From The New York Times:
Fordham University, one of the most prominent Jesuit universities in the United States, announced its new president on Thursday, unveiling a choice that breaks with tradition in two significant ways: For the first time in its nearly 200-year history, the school will be led by a laywoman instead of a priest.
Tania Tetlow, a former law professor and the current president of Loyola University New Orleans, a Jesuit school in Louisiana, will be installed as the new president on July 1 when the Rev. Joseph M. McShane steps down after 19 years.
The decision makes Fordham the 21st Jesuit college or university to be led by a layperson and the sixth to be led by a woman. Ms. Tetlow, who has served as president of Loyola University since August 2018, was also the first woman and the first layperson to lead that institution.

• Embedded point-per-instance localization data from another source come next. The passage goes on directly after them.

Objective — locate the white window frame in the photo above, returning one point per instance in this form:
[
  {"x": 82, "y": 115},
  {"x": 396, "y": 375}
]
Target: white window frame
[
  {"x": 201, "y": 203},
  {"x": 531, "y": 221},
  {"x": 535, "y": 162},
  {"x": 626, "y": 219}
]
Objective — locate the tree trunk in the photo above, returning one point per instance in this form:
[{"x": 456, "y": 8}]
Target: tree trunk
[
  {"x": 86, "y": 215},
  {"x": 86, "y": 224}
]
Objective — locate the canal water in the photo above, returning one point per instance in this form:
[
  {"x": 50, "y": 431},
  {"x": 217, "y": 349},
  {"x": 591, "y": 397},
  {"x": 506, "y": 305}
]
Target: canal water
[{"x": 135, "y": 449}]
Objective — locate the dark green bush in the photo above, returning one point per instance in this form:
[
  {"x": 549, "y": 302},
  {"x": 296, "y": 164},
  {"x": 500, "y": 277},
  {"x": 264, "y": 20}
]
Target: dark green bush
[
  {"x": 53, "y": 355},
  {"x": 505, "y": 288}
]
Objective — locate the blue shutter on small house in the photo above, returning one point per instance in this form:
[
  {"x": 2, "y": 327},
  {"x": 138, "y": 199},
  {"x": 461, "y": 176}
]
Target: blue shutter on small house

In its announcement, Fordham went to great lengths to emphasize Ms. Tetlow’s personal connection with the Jesuit order.
Her uncle, the Rev. Joseph Tetlow, is a well-known Jesuit writer and former head of the Secretariat for Ignatian Spirituality in Rome and the Jesuit School of Theology at Berkeley, now part of Santa Clara University.
Her father spent 17 years as a Jesuit before he left the order to start a family, and her parents met as graduate students at Fordham. In a video message to the university community, Ms. Tetlow said, “Fordham is the reason that I exist” and described herself as the product of “a family full of Jesuits.”
“They taught me that faith and reason are intertwined,” she said. “They instilled in me an abiding curiosity to find God in all things. They sang me to sleep with a Gregorian chant and taught me the absolute joy of learning.”
There are 27 Jesuit colleges and universities in the United States. For generations, they have been led by members of the Society of Jesus, also called the Jesuit order, which is well known for its work in education and intellectual pursuits.